Stressbewältigung, Entspannung, Historisches und Kulturelles – mit „walking2nature“ machen Béatrice Deimel und Jens Holtzmann in und um Saarbrücken Wanderungen zu einem ganz besonderen Erlebnis. FORUM-Autorin Dorothee Wendel hat es ausprobiert.

Es ist Mittagszeit, ich stehe am Nord-Eingang des Deutsch-Französischen Gartens im Deutschmühlental und schaue mich um. Hier war ich schon lange nicht mehr. Mein Blick fällt sofort auf die Wasserfontäne, die sich in das glitzernde Wasser ergießt.
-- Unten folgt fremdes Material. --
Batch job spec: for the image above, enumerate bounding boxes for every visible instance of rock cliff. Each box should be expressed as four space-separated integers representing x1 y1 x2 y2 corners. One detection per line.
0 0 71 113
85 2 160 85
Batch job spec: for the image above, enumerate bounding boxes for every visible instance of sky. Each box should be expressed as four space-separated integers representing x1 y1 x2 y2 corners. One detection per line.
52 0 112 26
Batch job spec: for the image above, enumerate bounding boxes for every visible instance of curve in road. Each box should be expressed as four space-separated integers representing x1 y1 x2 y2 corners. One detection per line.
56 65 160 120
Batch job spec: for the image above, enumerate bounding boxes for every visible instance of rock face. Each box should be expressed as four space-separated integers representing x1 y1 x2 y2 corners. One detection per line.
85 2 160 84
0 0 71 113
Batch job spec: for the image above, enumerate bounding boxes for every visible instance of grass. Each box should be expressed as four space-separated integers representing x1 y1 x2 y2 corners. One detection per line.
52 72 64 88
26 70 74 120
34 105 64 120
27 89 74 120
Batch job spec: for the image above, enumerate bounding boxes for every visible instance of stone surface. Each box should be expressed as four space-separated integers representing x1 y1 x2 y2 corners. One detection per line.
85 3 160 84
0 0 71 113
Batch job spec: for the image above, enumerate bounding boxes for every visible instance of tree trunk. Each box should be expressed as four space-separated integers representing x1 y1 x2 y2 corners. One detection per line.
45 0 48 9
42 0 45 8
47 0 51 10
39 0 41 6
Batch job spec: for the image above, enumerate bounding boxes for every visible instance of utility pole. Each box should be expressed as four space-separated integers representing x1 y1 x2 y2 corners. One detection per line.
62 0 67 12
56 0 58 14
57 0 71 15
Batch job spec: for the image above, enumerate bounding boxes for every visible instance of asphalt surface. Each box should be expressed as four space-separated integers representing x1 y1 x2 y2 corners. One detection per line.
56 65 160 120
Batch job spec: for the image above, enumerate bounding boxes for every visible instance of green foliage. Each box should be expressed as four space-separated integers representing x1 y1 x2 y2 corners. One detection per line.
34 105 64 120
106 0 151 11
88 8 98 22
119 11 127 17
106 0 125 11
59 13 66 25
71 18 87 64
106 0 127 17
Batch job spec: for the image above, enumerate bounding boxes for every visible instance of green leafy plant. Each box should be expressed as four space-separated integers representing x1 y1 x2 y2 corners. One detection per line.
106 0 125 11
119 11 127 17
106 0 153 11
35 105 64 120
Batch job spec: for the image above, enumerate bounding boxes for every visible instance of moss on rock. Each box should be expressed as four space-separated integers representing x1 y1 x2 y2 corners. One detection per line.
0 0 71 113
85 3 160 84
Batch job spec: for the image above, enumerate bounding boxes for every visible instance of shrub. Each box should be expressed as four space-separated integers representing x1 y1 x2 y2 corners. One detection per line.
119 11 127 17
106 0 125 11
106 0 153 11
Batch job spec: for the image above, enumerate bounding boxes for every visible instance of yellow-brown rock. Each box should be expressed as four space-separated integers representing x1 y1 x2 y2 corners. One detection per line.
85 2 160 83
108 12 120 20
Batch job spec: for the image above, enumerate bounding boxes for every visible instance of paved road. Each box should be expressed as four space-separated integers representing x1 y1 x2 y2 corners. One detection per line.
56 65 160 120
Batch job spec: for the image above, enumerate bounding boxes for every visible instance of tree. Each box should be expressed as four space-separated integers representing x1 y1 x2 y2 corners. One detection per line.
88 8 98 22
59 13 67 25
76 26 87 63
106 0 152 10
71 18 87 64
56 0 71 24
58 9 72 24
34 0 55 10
Der Wind spielt mit dem Wasser von Fontäne und Weiher – alleine dieser Anblick wirkt erfrischend. Es sind an diesem Freitagmittag nur wenig Spaziergänger unterwegs; ein paar Kinder kabbeln sich um einen Roller.
Während der erste Termin der Gesundheitswanderung im April buchstäblich ins Wasser fiel, gibt es heute einen wolkenlosen Himmel. Die Temperatur ist ideal für Bewegung an der frischen Luft. Eine Flasche Wasser, wie im Anschreiben zur Wanderung empfohlen, habe ich dabei.
Da kommen zwei Radler zielstrebig auf die Fahrradständer zu und blicken sich ebenfalls erwartungsvoll um. Beide sind in einem blauen Dress gekleidet, kurze Hose, kurzärmliges Shirt, blaue Fahrradhelme, beide sind sportlich drahtig und strahlen beste Laune aus: Béatrice Deimel und Jens Holtzmann, zertifizierte DWV-Wanderführer (Deutscher Wanderverband) und Gesundheitswanderführer. Sie haben sich Saarbrücken schwerpunktmäßig als ihren „Tatort“ auserkoren. Mit ihren gesundheitsfördernden Angeboten liegen sie im Trend und sind die ersten ihrer Art in der Landeshauptstadt des Saarlandes.
Begeisterung für die Natur der Region
Ich erfahre von ihnen, dass die „Gesundheitswanderer“ an diesem Tag die Freiwilligen eines Betriebes sind, der diese Wanderung im Rahmen der betrieblichen Gesundheitsförderung in seinem Fortbildungskatalog für Mitarbeiter anbietet. Einige davon sind auch schon „Wiederholungstäter“, einige sind neu dabei. Nicht alle kennen sich. Sie kommen aus den unterschiedlichsten Abteilungen. Sogleich erfolgt eine zarte Annäherung, man beschnuppert sich.
Wir folgen den Wanderführern in den Garten. Jens Holtzmann begrüßt uns und informiert über die Intention und den groben Ablauf der Gesundheitswanderung mit dem Themenschwerpunkt „Stressbewältigung und Entspannung“. Es wird sich für die Dauer der Wanderung auf das „Du“ geeinigt. Das macht die Sache einfacher für die folgenden Instruktionen der Wanderführer.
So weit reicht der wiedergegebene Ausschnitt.